# Retrieval Augmented Generation (RAG) - Data Retrieval

In [1]:
# ignore warnings
import warnings
warnings.filterwarnings('ignore')

### Load, split, embed, and store a PDF document

In [2]:
from langchain_community.document_loaders import PyPDFLoader
from langchain_text_splitters import RecursiveCharacterTextSplitter
from langchain_community.vectorstores import FAISS
from langchain_huggingface.embeddings import HuggingFaceEmbeddings

# Load a PDF document and split it into chunks
file_path = "data/Dale_Carnegie_Golden_Book-Se.pdf"  # Path of the document to be loaded
loader = PyPDFLoader(file_path)                      # Initialize the pdf loader
documents = loader.load()                            # Load the pdf document 

# Initialize the recursive character text splitter
text_splitter = RecursiveCharacterTextSplitter(              
    separators="",
    chunk_size=100,
    chunk_overlap=20
)   

# Split the documents into chunks
chunks = text_splitter.split_documents(documents)

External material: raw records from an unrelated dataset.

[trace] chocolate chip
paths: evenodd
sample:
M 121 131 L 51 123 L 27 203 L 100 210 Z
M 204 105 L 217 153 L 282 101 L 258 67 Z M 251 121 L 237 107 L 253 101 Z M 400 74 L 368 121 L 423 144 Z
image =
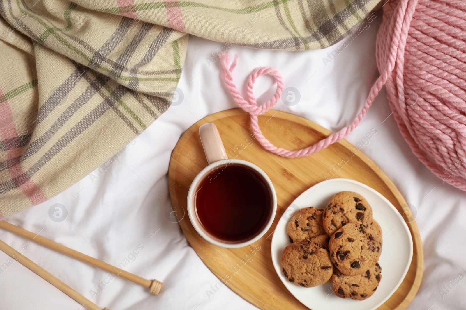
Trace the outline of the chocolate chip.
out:
M 359 203 L 359 204 L 356 204 L 356 210 L 365 211 L 366 207 L 364 206 L 363 204 Z
M 358 212 L 356 213 L 356 218 L 359 220 L 360 221 L 364 220 L 364 213 L 362 212 Z

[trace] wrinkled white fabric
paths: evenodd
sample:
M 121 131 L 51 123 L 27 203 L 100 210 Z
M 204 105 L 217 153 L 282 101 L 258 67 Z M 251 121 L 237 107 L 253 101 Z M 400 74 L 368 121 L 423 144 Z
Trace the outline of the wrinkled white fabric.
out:
M 337 130 L 354 119 L 376 77 L 375 38 L 379 22 L 374 21 L 354 40 L 323 50 L 292 52 L 232 46 L 230 52 L 240 57 L 233 73 L 235 81 L 242 86 L 259 66 L 275 67 L 283 76 L 285 88 L 296 88 L 301 99 L 292 106 L 279 102 L 274 108 Z M 1 230 L 0 238 L 103 308 L 257 309 L 226 286 L 212 289 L 211 286 L 219 282 L 217 278 L 190 247 L 178 224 L 169 220 L 171 210 L 167 172 L 178 139 L 198 120 L 236 107 L 220 83 L 219 61 L 212 58 L 211 53 L 223 46 L 191 37 L 178 86 L 182 95 L 178 93 L 178 105 L 100 169 L 50 200 L 7 219 L 110 264 L 123 264 L 125 270 L 143 277 L 163 281 L 158 296 Z M 259 79 L 255 92 L 260 104 L 273 94 L 274 87 L 267 90 L 272 85 L 270 78 Z M 391 112 L 383 91 L 347 139 L 355 145 L 361 143 L 362 151 L 385 171 L 417 211 L 425 273 L 408 309 L 464 309 L 466 193 L 442 183 L 416 159 Z M 374 130 L 377 133 L 370 139 L 365 137 Z M 61 222 L 49 217 L 51 206 L 57 203 L 68 211 Z M 60 215 L 59 212 L 55 214 Z M 19 263 L 9 264 L 8 257 L 0 252 L 0 309 L 80 308 Z M 214 293 L 208 294 L 208 290 Z

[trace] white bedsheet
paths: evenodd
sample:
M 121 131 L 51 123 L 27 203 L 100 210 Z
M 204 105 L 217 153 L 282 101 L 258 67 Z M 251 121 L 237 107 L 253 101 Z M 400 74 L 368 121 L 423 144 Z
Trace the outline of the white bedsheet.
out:
M 333 59 L 327 53 L 338 50 L 341 43 L 324 50 L 299 52 L 233 46 L 230 52 L 240 57 L 234 73 L 235 81 L 242 89 L 254 68 L 274 66 L 283 75 L 285 87 L 295 87 L 301 95 L 296 105 L 280 102 L 274 108 L 337 130 L 359 111 L 376 76 L 375 41 L 379 21 L 373 22 L 354 41 L 348 40 L 342 52 L 334 53 Z M 219 79 L 219 61 L 209 66 L 206 60 L 222 45 L 192 37 L 178 86 L 184 97 L 180 104 L 171 107 L 115 157 L 114 163 L 50 200 L 7 219 L 109 263 L 123 263 L 125 270 L 163 281 L 158 296 L 121 279 L 110 279 L 107 272 L 1 230 L 0 238 L 15 249 L 22 247 L 26 256 L 102 308 L 257 309 L 226 286 L 207 295 L 206 290 L 212 291 L 217 278 L 190 246 L 178 224 L 166 216 L 171 211 L 168 165 L 178 139 L 198 120 L 235 107 Z M 330 60 L 325 61 L 326 66 L 323 57 Z M 271 85 L 268 78 L 259 79 L 255 93 L 265 92 L 260 103 L 273 93 L 274 88 L 266 91 Z M 415 157 L 391 113 L 383 91 L 347 139 L 367 145 L 363 152 L 382 168 L 417 211 L 425 273 L 419 292 L 408 309 L 464 309 L 466 193 L 443 184 Z M 377 134 L 364 140 L 372 128 Z M 48 215 L 56 203 L 68 211 L 67 218 L 60 223 Z M 137 255 L 131 254 L 135 249 Z M 78 303 L 20 264 L 8 264 L 8 257 L 0 252 L 0 268 L 4 263 L 7 265 L 0 269 L 0 309 L 80 308 Z M 102 283 L 108 284 L 104 286 Z M 96 289 L 95 285 L 99 284 L 103 288 Z

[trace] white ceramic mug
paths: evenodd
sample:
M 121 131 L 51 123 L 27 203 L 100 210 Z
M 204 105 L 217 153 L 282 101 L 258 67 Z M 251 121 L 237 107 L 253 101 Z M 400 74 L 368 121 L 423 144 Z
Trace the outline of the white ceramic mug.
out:
M 199 134 L 204 152 L 209 165 L 202 169 L 191 183 L 188 192 L 188 215 L 194 229 L 204 239 L 212 244 L 224 248 L 240 248 L 254 242 L 268 230 L 274 221 L 277 211 L 277 195 L 270 179 L 262 169 L 252 163 L 242 159 L 231 159 L 226 156 L 223 144 L 222 143 L 219 131 L 213 123 L 205 124 L 199 128 Z M 219 238 L 212 235 L 206 230 L 199 219 L 196 211 L 196 197 L 199 190 L 199 185 L 204 178 L 209 174 L 219 169 L 224 168 L 226 165 L 234 164 L 246 166 L 260 175 L 263 180 L 264 186 L 267 188 L 271 193 L 270 197 L 271 212 L 264 228 L 249 239 L 240 241 L 229 241 Z M 219 207 L 221 207 L 219 206 Z

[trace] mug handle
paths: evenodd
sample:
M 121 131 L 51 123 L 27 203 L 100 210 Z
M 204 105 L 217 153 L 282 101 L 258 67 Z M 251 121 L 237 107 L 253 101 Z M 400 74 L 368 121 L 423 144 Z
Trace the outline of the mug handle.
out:
M 199 135 L 209 165 L 218 160 L 228 159 L 215 124 L 207 123 L 199 127 Z

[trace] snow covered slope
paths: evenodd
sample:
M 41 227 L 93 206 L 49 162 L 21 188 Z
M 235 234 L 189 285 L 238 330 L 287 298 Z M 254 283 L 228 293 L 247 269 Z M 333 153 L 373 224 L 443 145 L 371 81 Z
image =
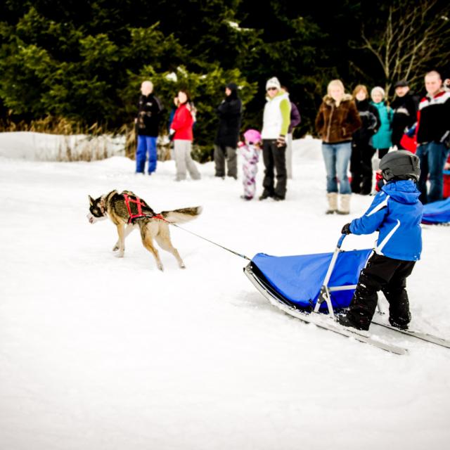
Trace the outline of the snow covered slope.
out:
M 318 141 L 295 142 L 285 202 L 245 202 L 211 163 L 176 183 L 172 161 L 148 176 L 122 157 L 10 159 L 1 137 L 0 449 L 448 446 L 448 349 L 397 337 L 411 349 L 398 356 L 303 324 L 256 291 L 244 259 L 177 229 L 186 270 L 161 250 L 158 271 L 136 232 L 117 258 L 113 225 L 86 218 L 88 194 L 129 189 L 155 211 L 202 205 L 183 226 L 250 257 L 331 251 L 371 198 L 354 195 L 349 218 L 323 214 Z M 449 231 L 424 228 L 409 281 L 415 326 L 446 337 Z

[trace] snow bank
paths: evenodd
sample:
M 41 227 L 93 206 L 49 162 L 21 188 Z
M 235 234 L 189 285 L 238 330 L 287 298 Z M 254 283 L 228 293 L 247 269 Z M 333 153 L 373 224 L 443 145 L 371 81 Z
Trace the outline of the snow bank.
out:
M 396 356 L 301 323 L 254 288 L 245 260 L 179 229 L 186 270 L 160 250 L 160 272 L 137 232 L 117 258 L 115 227 L 86 217 L 88 194 L 130 189 L 157 212 L 202 205 L 183 227 L 250 257 L 329 252 L 372 198 L 352 196 L 349 217 L 324 214 L 320 142 L 295 142 L 284 202 L 242 200 L 241 180 L 215 178 L 212 163 L 177 183 L 173 161 L 135 175 L 121 156 L 37 162 L 27 148 L 23 160 L 0 142 L 0 449 L 449 446 L 449 349 L 386 330 L 411 350 Z M 258 193 L 263 174 L 260 161 Z M 423 228 L 408 280 L 413 325 L 447 338 L 449 231 Z
M 37 161 L 98 160 L 124 155 L 124 136 L 13 131 L 0 133 L 0 156 Z

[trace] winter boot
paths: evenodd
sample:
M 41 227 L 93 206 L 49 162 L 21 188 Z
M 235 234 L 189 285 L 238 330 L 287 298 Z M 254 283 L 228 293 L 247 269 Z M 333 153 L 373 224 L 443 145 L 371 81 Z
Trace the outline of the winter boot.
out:
M 328 209 L 325 214 L 334 214 L 338 212 L 338 193 L 328 192 L 326 194 L 328 199 Z
M 350 196 L 351 194 L 340 195 L 340 207 L 338 210 L 338 214 L 350 214 Z

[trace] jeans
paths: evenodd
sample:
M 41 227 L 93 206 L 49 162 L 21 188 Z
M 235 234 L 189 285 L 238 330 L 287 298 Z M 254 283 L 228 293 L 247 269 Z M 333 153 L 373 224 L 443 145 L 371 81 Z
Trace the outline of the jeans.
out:
M 148 153 L 148 173 L 156 170 L 158 153 L 156 152 L 156 137 L 150 136 L 138 136 L 138 146 L 136 149 L 136 172 L 143 173 L 146 169 L 146 160 Z
M 262 180 L 262 195 L 284 199 L 286 195 L 286 146 L 278 147 L 276 139 L 263 139 L 262 158 L 266 169 Z M 276 172 L 276 176 L 275 173 Z M 275 179 L 276 186 L 275 187 Z
M 227 146 L 214 146 L 214 162 L 216 176 L 225 176 L 225 160 L 228 166 L 229 176 L 238 178 L 238 155 L 236 149 Z
M 429 142 L 418 146 L 416 155 L 420 161 L 420 176 L 417 184 L 420 191 L 419 200 L 425 205 L 442 200 L 444 166 L 449 150 L 440 142 Z M 430 174 L 430 191 L 427 192 L 427 179 Z
M 351 194 L 350 184 L 347 172 L 352 155 L 352 143 L 322 143 L 322 154 L 326 169 L 326 191 Z

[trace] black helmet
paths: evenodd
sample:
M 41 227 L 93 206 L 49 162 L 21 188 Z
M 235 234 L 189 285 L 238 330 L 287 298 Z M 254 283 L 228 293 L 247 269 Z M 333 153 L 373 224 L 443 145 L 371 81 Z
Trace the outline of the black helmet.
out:
M 380 169 L 387 181 L 394 179 L 418 181 L 420 174 L 419 158 L 407 150 L 386 153 L 380 161 Z

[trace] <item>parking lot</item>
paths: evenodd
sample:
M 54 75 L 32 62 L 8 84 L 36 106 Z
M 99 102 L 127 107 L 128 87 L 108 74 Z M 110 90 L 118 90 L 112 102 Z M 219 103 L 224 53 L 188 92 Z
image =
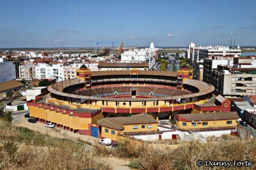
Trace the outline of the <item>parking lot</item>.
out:
M 37 131 L 41 133 L 48 134 L 49 135 L 58 138 L 65 138 L 72 140 L 81 141 L 86 142 L 90 145 L 95 145 L 99 139 L 92 137 L 88 135 L 81 135 L 76 134 L 62 129 L 56 127 L 49 128 L 45 126 L 45 124 L 41 122 L 35 124 L 29 123 L 28 122 L 28 118 L 25 118 L 25 114 L 28 111 L 22 111 L 20 113 L 15 113 L 12 115 L 13 118 L 13 124 L 17 126 L 27 127 L 33 131 Z

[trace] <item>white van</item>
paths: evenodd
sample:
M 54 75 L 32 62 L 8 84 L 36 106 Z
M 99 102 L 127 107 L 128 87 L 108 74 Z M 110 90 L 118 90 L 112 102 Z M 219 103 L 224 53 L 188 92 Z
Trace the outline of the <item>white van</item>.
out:
M 112 141 L 111 139 L 105 138 L 99 141 L 99 143 L 102 145 L 109 146 L 112 144 Z

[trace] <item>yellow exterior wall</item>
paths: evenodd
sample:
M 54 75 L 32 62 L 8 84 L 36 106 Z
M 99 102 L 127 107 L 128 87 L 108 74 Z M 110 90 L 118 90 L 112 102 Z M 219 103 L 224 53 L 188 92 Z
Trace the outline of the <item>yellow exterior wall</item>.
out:
M 73 117 L 67 114 L 56 112 L 52 110 L 39 108 L 33 106 L 28 106 L 31 117 L 44 119 L 57 124 L 69 127 L 75 130 L 88 130 L 88 124 L 92 124 L 90 118 L 80 118 Z M 97 124 L 97 118 L 103 118 L 102 113 L 97 115 L 94 118 L 95 124 Z
M 227 124 L 227 121 L 232 121 L 230 125 Z M 182 125 L 182 122 L 187 123 L 186 126 Z M 201 124 L 198 124 L 198 122 L 195 121 L 196 124 L 196 126 L 193 126 L 191 122 L 186 122 L 182 121 L 176 121 L 176 125 L 180 129 L 195 129 L 202 128 L 218 128 L 218 127 L 232 127 L 237 125 L 237 122 L 236 122 L 236 119 L 225 120 L 208 120 L 202 121 Z M 207 125 L 203 125 L 203 122 L 208 122 Z
M 105 129 L 108 129 L 108 132 L 105 132 Z M 111 134 L 111 131 L 115 131 L 115 134 Z M 102 127 L 101 129 L 101 136 L 104 138 L 109 138 L 111 139 L 112 140 L 116 141 L 117 140 L 117 134 L 118 133 L 118 131 L 116 130 L 111 129 L 108 127 Z
M 97 125 L 98 120 L 100 120 L 100 119 L 102 119 L 102 118 L 104 118 L 104 117 L 103 116 L 102 113 L 99 113 L 98 115 L 97 115 L 96 116 L 93 117 L 92 118 L 92 124 Z
M 147 125 L 151 125 L 152 128 L 147 128 Z M 134 125 L 138 125 L 138 129 L 133 129 Z M 141 128 L 141 125 L 145 125 L 145 129 Z M 138 124 L 138 125 L 124 125 L 124 132 L 148 132 L 148 131 L 157 131 L 157 124 Z

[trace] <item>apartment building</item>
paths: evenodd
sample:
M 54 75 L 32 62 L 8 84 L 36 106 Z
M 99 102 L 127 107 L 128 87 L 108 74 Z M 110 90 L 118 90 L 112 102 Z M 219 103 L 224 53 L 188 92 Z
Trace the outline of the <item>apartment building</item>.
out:
M 56 79 L 56 81 L 63 80 L 63 63 L 49 64 L 38 63 L 36 66 L 36 79 Z
M 36 66 L 33 64 L 19 66 L 19 77 L 26 80 L 36 78 Z
M 159 48 L 155 48 L 153 42 L 150 48 L 134 49 L 125 51 L 121 54 L 121 61 L 123 62 L 147 62 L 151 69 L 156 64 L 156 56 L 158 54 Z
M 239 45 L 236 48 L 218 45 L 196 47 L 195 44 L 190 43 L 187 53 L 188 57 L 190 57 L 190 64 L 195 70 L 194 78 L 201 81 L 206 80 L 206 82 L 210 82 L 208 79 L 211 78 L 211 69 L 217 68 L 218 63 L 227 64 L 229 61 L 233 60 L 233 58 L 239 57 L 241 50 Z M 211 59 L 214 61 L 211 61 Z M 205 62 L 207 63 L 205 64 Z M 205 66 L 207 67 L 206 69 L 208 72 L 205 72 Z M 204 78 L 205 76 L 207 77 Z
M 100 62 L 98 65 L 99 71 L 109 70 L 148 70 L 148 63 L 125 63 L 125 62 Z
M 211 59 L 214 56 L 227 56 L 233 57 L 239 57 L 241 56 L 241 50 L 239 45 L 237 48 L 230 48 L 228 46 L 204 46 L 200 48 L 199 50 L 198 60 L 204 59 Z
M 6 61 L 0 57 L 0 83 L 11 81 L 16 78 L 15 66 L 12 61 Z
M 212 70 L 211 84 L 220 94 L 241 97 L 256 93 L 256 60 L 234 58 L 233 66 L 218 65 Z
M 204 70 L 202 78 L 203 81 L 212 84 L 212 70 L 218 68 L 218 65 L 233 66 L 233 57 L 213 56 L 212 59 L 204 59 L 201 67 Z

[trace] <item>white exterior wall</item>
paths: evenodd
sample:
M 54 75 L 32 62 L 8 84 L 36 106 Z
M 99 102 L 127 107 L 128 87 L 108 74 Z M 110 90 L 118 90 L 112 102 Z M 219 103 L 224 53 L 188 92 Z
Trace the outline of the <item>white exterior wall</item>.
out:
M 144 49 L 134 49 L 125 51 L 121 54 L 121 62 L 144 62 L 149 64 L 151 69 L 156 64 L 156 51 L 158 48 L 155 48 L 154 43 L 151 43 L 150 48 Z
M 15 66 L 13 63 L 12 61 L 0 62 L 0 83 L 11 81 L 15 78 Z
M 164 132 L 161 135 L 162 139 L 171 139 L 172 134 L 177 134 L 181 141 L 200 140 L 205 141 L 205 138 L 214 136 L 220 137 L 223 134 L 230 134 L 231 130 L 196 132 L 189 134 L 188 132 L 175 131 L 173 132 Z M 159 139 L 161 134 L 133 135 L 132 137 L 143 141 L 156 141 Z
M 63 80 L 63 64 L 47 64 L 40 63 L 36 66 L 37 79 L 56 79 L 57 81 Z
M 40 94 L 41 94 L 41 89 L 27 90 L 26 91 L 27 101 L 35 99 L 36 96 Z
M 13 106 L 8 106 L 8 105 L 5 105 L 5 110 L 9 110 L 9 111 L 17 111 L 17 106 L 20 106 L 20 105 L 24 105 L 24 110 L 28 110 L 28 106 L 27 106 L 27 103 L 23 103 L 23 104 L 17 104 L 17 105 L 13 105 Z

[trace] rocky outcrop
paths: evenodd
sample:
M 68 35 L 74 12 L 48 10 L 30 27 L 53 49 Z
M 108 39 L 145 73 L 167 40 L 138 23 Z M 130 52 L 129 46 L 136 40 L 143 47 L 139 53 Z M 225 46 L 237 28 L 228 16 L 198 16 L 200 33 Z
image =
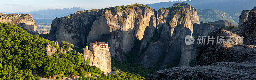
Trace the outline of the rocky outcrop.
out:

# Initialize the Hugging Face embedding model
embeddings = HuggingFaceEmbeddings(model_name="sentence-transformers/all-mpnet-base-v2")

# Store embeddings into the vector store
vector_store = FAISS.from_documents(
    documents=chunks,
    embedding=embeddings
)

### Data Retrieval - Vector Store as Retriever

#### Similarity Search Retrieval

In [11]:
# Retrieve relevant information using similarity search
retriever = vector_store.as_retriever() # uses similarity search by default
docs = retriever.invoke("Who is Dale Carnegie?")
print(len(docs), "documents have been retrieved.")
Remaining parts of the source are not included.